Friday, July 10, 2009Sunday, October 4, 2009

Installation view of Bad Habits. Photograph by Tom Loonan.

1905 Building

.. . . arguing, begging, belching, biting, bragging, cheating, complaining, cursing, drinking, farting, fighting, gambling, gossiping, hating, hitting, hoarding, indulging, interrupting, littering, loitering, lying, mocking, overspending, smoking, speeding, spitting, stealing, vandalizing, whining, yelling . . . (1)

And so begins an infinite list of the bad habits humans enact on a daily basis, behaviors that society deems unseemly and uncouth, unnatural and unacceptable, or abnormal and unattractive. In some cases, bad habits are excesses of peculiarity and misbehavior with truly negative ramifications. In other cases, they are simply behavioral activities outside of accepted mannerisms and traditional norms. One need only look at other cultures to see that one society’s poor manners can be another’s good graces.

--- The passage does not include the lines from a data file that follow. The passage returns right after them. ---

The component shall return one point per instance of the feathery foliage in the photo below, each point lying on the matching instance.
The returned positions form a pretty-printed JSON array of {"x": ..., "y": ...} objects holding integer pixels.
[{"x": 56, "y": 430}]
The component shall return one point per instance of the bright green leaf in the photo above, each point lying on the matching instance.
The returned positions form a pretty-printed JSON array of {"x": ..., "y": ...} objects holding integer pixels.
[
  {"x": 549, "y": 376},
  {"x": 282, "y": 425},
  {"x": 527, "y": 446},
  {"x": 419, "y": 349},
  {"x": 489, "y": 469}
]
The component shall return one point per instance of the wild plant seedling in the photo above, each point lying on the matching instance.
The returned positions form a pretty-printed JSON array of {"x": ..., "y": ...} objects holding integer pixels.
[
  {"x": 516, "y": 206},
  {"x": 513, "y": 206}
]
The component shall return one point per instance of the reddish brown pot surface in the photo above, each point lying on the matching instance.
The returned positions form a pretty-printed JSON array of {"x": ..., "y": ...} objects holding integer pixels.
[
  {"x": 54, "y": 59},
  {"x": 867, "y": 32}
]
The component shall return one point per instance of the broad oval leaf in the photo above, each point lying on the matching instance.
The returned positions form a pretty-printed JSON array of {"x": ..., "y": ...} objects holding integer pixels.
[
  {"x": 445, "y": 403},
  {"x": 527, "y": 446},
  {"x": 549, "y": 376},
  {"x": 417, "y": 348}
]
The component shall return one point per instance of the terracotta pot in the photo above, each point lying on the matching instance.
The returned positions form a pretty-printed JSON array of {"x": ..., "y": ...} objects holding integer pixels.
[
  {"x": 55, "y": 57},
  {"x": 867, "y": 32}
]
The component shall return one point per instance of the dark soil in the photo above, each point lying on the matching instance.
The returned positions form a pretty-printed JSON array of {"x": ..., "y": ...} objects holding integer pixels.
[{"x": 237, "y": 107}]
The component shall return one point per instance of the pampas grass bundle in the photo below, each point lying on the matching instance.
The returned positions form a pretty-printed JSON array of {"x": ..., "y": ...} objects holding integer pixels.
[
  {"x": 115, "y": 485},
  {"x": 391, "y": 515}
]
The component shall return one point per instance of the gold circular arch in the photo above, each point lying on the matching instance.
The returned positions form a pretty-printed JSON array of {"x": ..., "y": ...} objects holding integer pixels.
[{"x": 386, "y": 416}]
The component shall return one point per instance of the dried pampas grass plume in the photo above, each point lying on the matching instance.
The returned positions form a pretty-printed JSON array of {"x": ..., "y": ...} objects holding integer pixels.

A meditation on vice and naughtiness in contemporary art, Bad Habits presented a selection of the more subversive objects in the Albright-Knox’s collection. Taking its name from a suite of prints by the artist Lisa Yuskavage, the exhibition highlighted an important strain of contemporary art focusing on compulsion, perversion, eroticism, anger, greed, trickery, and other vices associated with the underbelly of human existence. Such tantalizing subject matter has been fodder for art through the ages, but in the context of contemporary art, its deviant art-historical roots burst through the soil in the mid-1970s in Los Angeles when artists such as Mike Kelley, Paul McCarthy, Lari Pittman, and Charles Ray created scatological, messy, politically incorrect art exploring violence, sexuality, politics, and perversion. This movement inspired the playful and loose thematic grouping of works seen here, in homage to its originators and their bastard children, as well as a myriad of more subtle interpretations of the exhibition’s theme. Bad Habits included works by artists in a range of media, including, in addition to Yuskavage, Janine Antoni, Matthew Barney, Lynda Benglis, Louise Bourgeois, Robert Brinker, Cecily Brown, Robert Colescott, Gregory Crewdson, Philip-Lorca diCorcia, Jeanne Dunning, Gilbert & George, David Hammons, Nikki S. Lee, Glenn Ligon, Robert Melee, Cathy de Monchaux, Shirin Neshat, Tony Oursler, Jason Rhoades, Thomas Ruff, Kiki Seror, Jeff Wall, and Andro Wekua.

This exhibition was organized by Curator Heather Pesanti.

(1) These verbs were culled from self-help research websites on “How to get rid of bad habits.”